# How to build northshore bridges



## thealmightywes (Dec 13, 2008)

I'm planning on building a northshore-style bridge in my backyard, and I was wondering if anyone has any tips for me.


----------



## OGJON (Apr 15, 2009)

search is your friend this topic has been covered many, many times


----------



## thealmightywes (Dec 13, 2008)

I looked up "north shore bridges" and didn't find anything.


----------



## bankerboy (Oct 17, 2006)

http://forums.mtbr.com/showthread.php?t=508943

http://forums.mtbr.com/showthread.php?t=558099&highlight=bridge+building

http://forums.mtbr.com/showthread.php?t=524336&highlight=bridge+building

http://forums.mtbr.com/showthread.php?t=359215&highlight=stunt+build

http://forums.mtbr.com/showthread.php?t=354900&highlight=stunt+build

http://forums.mtbr.com/showthread.php?t=473345&highlight=stunt+build


----------



## OGJON (Apr 15, 2009)

thealmightywes said:


> I looked up "north shore bridges" and didn't find anything.


here's the thread I started when I 1st joined up asking the same Q.

plenty of links on North Shore

http://forums.mtbr.com/showthread.php?t=510142


----------



## thealmightywes (Dec 13, 2008)

None of those threads are about what I asked for, which is _how to build the bridges._ Not pictures of them.


----------



## bankerboy (Oct 17, 2006)

I am not trying to start a war. While you may not believe these threads to be helpful, you really should read through the threads and not just look at the pretty pictures (although they give up a lot of detail in themselves).

You will learn about:

*stringers* - the boards/logs that support the deck. You will most likely want something that has little/no spring to it.

*fasteners* - why deck screws are far superior to nails

*tread * - the surface the deck is made of. What is good/bad, how far to space them, why a natural surface has better traction than a finished one. How much overhang on a stringers is acceptable.

*support* - What works best is different conditions, why you shouldn't attach structures to living trees

*upkeep* - what/how often something needs to be done

Granted these are not in any one convenient place. The information is scattered among the threads, but it is there.

I have yet to see anyone post detailed, step by step directions in the construction. It is usually pictures of the progress, completion, and use. You just have to piece it together.

If you don't want to do this, buy a book. There are many trail building books. IMBA was mentioned and there are several others. There is no free lunch. You either have to spend time doing the research or spend money to get the condensed, item specific instructions you seek.

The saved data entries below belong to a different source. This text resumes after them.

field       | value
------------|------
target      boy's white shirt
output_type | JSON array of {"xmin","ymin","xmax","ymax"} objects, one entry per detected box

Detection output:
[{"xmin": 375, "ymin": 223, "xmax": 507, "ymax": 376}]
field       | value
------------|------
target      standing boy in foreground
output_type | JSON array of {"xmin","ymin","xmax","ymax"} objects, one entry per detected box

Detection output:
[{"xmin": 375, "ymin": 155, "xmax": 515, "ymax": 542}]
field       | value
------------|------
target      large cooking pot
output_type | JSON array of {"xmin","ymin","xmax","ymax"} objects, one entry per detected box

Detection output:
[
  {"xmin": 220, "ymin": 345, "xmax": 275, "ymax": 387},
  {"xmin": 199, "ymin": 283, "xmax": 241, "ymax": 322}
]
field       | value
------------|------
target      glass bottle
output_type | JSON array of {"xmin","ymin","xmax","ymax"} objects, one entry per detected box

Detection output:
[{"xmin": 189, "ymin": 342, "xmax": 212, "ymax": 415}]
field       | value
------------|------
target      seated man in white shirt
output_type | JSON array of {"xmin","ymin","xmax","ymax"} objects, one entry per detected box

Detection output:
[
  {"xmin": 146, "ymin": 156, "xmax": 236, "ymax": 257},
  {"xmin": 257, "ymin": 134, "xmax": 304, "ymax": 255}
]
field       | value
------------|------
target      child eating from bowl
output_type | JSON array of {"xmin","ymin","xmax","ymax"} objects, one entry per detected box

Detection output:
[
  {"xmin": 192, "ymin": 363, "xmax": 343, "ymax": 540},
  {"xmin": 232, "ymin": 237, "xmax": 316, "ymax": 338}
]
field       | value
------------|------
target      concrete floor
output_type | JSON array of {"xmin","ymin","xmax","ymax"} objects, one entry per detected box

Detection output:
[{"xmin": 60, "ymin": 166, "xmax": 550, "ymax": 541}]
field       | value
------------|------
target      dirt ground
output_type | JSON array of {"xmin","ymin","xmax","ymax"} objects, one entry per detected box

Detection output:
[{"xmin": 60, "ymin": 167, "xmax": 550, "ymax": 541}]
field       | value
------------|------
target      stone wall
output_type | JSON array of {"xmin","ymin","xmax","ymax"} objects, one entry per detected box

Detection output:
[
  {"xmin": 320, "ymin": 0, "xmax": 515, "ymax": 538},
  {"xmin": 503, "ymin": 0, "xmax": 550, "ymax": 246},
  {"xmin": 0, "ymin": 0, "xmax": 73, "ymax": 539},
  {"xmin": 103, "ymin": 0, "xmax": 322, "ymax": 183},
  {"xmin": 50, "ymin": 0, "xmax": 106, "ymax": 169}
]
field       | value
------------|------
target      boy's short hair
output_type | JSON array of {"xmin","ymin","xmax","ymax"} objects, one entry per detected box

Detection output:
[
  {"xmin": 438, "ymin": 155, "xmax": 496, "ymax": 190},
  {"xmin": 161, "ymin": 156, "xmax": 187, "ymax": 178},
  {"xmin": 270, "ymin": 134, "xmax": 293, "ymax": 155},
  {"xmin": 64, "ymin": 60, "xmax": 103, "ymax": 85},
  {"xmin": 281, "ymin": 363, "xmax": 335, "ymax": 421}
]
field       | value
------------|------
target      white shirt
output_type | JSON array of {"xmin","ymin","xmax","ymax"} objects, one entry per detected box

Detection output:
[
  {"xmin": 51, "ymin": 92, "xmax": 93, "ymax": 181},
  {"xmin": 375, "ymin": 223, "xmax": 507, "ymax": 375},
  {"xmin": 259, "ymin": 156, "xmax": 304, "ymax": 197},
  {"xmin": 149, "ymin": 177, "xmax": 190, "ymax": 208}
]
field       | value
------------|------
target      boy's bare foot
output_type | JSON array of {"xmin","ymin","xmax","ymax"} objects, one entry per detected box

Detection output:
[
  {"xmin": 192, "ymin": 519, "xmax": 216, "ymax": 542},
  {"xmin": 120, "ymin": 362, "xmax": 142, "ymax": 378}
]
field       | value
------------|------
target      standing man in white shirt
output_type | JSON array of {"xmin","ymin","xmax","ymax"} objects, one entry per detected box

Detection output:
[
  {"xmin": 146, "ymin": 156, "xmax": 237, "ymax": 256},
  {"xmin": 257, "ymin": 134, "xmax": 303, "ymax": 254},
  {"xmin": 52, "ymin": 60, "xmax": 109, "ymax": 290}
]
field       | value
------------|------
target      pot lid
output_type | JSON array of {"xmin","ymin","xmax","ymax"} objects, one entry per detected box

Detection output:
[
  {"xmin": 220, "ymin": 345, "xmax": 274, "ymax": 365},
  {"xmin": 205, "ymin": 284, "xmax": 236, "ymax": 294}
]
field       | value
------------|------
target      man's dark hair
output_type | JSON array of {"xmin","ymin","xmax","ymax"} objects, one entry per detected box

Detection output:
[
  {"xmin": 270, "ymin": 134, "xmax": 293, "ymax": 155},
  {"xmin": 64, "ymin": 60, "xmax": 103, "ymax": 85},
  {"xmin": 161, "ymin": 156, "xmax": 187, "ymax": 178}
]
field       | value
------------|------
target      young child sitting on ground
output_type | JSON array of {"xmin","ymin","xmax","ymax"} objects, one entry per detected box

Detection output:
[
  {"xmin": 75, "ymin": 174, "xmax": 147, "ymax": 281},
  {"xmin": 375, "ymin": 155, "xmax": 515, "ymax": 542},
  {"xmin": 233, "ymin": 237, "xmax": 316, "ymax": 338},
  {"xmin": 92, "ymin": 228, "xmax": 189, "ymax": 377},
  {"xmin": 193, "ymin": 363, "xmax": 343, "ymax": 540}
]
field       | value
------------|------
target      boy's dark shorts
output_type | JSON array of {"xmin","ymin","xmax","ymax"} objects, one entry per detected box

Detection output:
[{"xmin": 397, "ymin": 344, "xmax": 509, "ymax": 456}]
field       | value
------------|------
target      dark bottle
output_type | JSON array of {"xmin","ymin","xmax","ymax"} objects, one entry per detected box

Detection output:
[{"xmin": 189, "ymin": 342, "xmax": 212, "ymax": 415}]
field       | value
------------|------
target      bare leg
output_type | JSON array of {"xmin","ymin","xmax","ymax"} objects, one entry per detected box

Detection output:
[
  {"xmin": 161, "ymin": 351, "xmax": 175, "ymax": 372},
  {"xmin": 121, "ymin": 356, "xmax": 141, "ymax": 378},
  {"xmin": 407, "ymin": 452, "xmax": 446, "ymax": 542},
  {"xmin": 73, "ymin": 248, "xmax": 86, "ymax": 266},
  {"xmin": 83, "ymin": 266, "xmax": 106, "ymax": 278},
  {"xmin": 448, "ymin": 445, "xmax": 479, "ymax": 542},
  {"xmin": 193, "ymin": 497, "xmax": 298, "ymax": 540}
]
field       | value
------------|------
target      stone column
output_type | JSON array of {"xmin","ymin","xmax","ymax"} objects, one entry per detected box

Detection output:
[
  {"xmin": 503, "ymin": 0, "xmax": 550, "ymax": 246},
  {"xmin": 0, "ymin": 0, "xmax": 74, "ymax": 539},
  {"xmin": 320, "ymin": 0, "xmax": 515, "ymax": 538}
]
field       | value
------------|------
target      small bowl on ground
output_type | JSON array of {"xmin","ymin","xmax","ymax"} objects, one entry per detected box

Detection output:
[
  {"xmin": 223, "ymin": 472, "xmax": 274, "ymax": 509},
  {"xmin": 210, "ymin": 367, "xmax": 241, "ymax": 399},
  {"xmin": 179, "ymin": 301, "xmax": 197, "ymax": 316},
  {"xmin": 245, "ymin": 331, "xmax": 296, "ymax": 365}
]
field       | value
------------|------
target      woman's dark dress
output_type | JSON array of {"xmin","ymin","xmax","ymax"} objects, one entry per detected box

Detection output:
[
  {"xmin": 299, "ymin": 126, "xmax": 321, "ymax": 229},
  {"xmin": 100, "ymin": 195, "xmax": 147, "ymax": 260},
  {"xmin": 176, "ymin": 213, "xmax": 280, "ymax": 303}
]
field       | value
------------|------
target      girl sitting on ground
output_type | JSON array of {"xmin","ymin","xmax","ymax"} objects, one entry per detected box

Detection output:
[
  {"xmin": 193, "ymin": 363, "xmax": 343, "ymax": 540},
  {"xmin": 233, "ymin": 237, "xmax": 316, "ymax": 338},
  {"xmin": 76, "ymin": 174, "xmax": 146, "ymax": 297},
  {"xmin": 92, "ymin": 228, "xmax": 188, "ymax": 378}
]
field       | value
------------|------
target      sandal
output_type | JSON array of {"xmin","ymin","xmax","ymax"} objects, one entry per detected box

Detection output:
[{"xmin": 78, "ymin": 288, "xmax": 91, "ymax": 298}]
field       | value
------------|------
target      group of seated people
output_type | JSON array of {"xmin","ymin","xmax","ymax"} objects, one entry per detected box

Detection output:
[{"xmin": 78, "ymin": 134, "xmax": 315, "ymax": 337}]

What ever you wind up doing, good luck. It is a lot of work to build it but a heck of a lot more fun to nail your own stunt. :thumbsup:


----------



## thealmightywes (Dec 13, 2008)

Thanks bankerboy, I read through most of the threads and didn't see anything,I guess I just have to look harder.


----------



## thealmightywes (Dec 13, 2008)

Also, would these work as a deck material? I have a ton of them left over from a fence project.


----------



## bankerboy (Oct 17, 2006)

Depends on how narrow you want the tread. They look about 14 ish inches long? They will work for the straight run but you may need a wider tread into corners. Your back tire will fall on the inside line of your front. Roll your bike in dirt to calculate the minimum width needed in the corner. 

I would also recommend you pre-drill the holes on the treads (slightly smaller diameter than the fastener) to avoid splitting. 

Be sure they are strong enough to support you, gear, and of course your bike. Nothing better than spending lots of time building only to wind up with stitches because of inadequate materials.


----------



## thealmightywes (Dec 13, 2008)

They are about 15" long, yes.


----------



## Trail Ninja (Sep 25, 2008)

They look narrow enough that you could probably stagger them when you get to a corner effectively giving you 24" or more of width. You'll need at least 3 stringers in the corners to do that


----------



## ebxtreme (Jan 6, 2004)

thealmightywes said:


> Also, would these work as a deck material? I have a ton of them left over from a fence project.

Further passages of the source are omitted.